As for the association with Luke, she approached it steadily, but with a tiny inward quiver of curiosity. Luke had been wonderful in his attitude since Dr. Darrow’s death; never by look or word had he betrayed his knowledge of her father’s dying wish, or urged her compliance. He came seldom, especially after Miss Ada’s establishment as duenna, and when he came he said little, but there was hardly a waking hour when the girl was not aware of him—his bold beauty, his eagle gaze, his poise, the strength and depth of his silence. “Wait till you’re nineteen ... twenty ...” the doctor had said, “and no foolishness in the meantime ... no hand-holding ... no mooning ’round ...” and she had obeyed him. It had been easy to obey him, with the fine austerity of Luke’s conduct. It was easy, still, in their close and constant companionship at the mill, for the young mountaineer never relaxed his vigilant curb upon himself. She was aware, however, that there was a curb; increasingly aware. On her nineteenth birthday she woke early to a riotous duet between a cardinal and a mocking bird on a bough beside her window, and they seemed, between them, to be giving rapturous expression to her morning meditations.
“Wait till you’re nineteen ... twenty....”
She was nineteen. She had waited. Need she wait any longer? Little as she had been about with boys and girls, few as were her contacts with the young life about her, and meager as had been her romantic reading (even after the doctor’s death she had kept on with the histories and philosophies and the fiery weeklies) she knew that theirs was an amazing friendship, an astonishing romance. He had never brought her a flower; they had never sat side by side on stools at the drug-store counter on summer evenings, drinking ice-cream sodas; they had never gone to a moving picture together. He came sometimes to the dull house in the dull street, and they sat on the veranda if Miss Ada was reading in the sitting room, in the sitting room, if she happened to be upstairs—the cheerful, tidy, ugly room with its golden oak and strident carpet, and Effie Darrow’s one treasure, the Persian rug, but their talk was always of work, his work, hers, or theirs, if she did not read aloud to him from her father’s books.

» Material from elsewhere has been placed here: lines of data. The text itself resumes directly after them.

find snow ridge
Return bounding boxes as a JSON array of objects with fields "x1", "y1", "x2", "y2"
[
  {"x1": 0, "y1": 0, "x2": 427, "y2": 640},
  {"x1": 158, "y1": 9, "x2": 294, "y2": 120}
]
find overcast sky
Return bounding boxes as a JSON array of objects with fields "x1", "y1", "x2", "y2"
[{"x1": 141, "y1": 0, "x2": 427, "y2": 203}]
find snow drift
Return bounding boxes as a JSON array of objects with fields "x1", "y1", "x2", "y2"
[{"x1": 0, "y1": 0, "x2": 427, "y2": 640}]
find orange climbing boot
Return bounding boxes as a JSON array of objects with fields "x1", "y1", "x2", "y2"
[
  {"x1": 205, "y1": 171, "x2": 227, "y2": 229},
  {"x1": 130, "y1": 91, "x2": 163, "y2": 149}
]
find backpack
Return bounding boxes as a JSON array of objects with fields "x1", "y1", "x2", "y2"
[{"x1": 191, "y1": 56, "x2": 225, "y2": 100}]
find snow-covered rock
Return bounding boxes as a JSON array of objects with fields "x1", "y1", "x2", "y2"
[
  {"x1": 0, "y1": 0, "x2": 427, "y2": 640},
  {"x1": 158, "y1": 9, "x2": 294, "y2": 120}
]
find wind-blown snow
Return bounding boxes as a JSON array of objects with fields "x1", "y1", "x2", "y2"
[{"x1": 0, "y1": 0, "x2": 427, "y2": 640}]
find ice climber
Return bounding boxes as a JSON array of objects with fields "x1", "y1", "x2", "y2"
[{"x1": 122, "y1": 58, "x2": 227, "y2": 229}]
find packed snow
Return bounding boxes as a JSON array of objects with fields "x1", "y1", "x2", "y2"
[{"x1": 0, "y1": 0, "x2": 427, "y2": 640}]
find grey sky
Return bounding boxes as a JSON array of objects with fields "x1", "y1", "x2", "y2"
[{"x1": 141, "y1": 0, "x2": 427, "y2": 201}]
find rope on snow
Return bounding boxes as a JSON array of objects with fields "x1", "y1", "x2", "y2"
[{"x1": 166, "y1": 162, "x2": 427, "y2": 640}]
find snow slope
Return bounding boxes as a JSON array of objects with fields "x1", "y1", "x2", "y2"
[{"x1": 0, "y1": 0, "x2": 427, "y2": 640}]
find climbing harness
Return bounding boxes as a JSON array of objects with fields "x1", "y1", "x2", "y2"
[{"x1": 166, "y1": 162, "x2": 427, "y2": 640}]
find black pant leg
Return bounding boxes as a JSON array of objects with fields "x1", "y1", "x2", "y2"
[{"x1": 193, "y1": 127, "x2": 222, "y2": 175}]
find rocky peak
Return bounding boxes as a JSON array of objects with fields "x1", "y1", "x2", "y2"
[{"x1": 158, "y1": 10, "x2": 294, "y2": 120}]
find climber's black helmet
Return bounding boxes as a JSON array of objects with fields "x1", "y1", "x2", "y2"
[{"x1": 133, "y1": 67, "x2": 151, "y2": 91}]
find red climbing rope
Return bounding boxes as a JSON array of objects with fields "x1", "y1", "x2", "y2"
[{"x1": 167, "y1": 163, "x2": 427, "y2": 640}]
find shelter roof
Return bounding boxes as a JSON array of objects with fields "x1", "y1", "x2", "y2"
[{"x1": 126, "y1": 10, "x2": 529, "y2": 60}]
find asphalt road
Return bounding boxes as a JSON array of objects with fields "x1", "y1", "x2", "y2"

But that, she told herself, leaping from her bed, taking the frigid shower of her father’s prescribing, flying into vest and knickers and the stern simplicity of her business dress, all that belonged to the past, before she was nineteen ... twenty....
“My dear,” Miss Ada remarked with solicitude, “you’ve hardly sipped your coffee, and you haven’t touched your cereal!”
“I’m not hungry, Miss Ada.”
Her friend began a soft and anxious clucking. “You’re quite sure, honey, that you are perfectly well?”
Then Glen Darrow did a startling thing. She jumped up from her place at the breakfast table and made a disconcerting dash for the faded teacher and gathered her into a breathless young hug.
“Yes, Miss Ada, dear,” she spoke with her lips against the gentlewoman’s pallid cheek, “yes! I’m quite sure that I’m perfectly well and perfectly happy!”—and, leaving her wide-eyed and trembling, she sped out of the house and down the hill.
Miss Tenafee rang the bell and directed Phemie to bring her another cup of coffee, and she drank it black. “It’s come,” she told herself unhappily. “It can’t be anything else. She’s made up her mind to marry that young savage, and the doctor has beaten me. I’m helpless ... helpless....” she pushed her chair back and the slow tears welled up in her eyes and spilled over and ran down her lean cheeks and the taste of them was salt in her mouth. “She’ll marry him, and I’d rather see her in her grave!”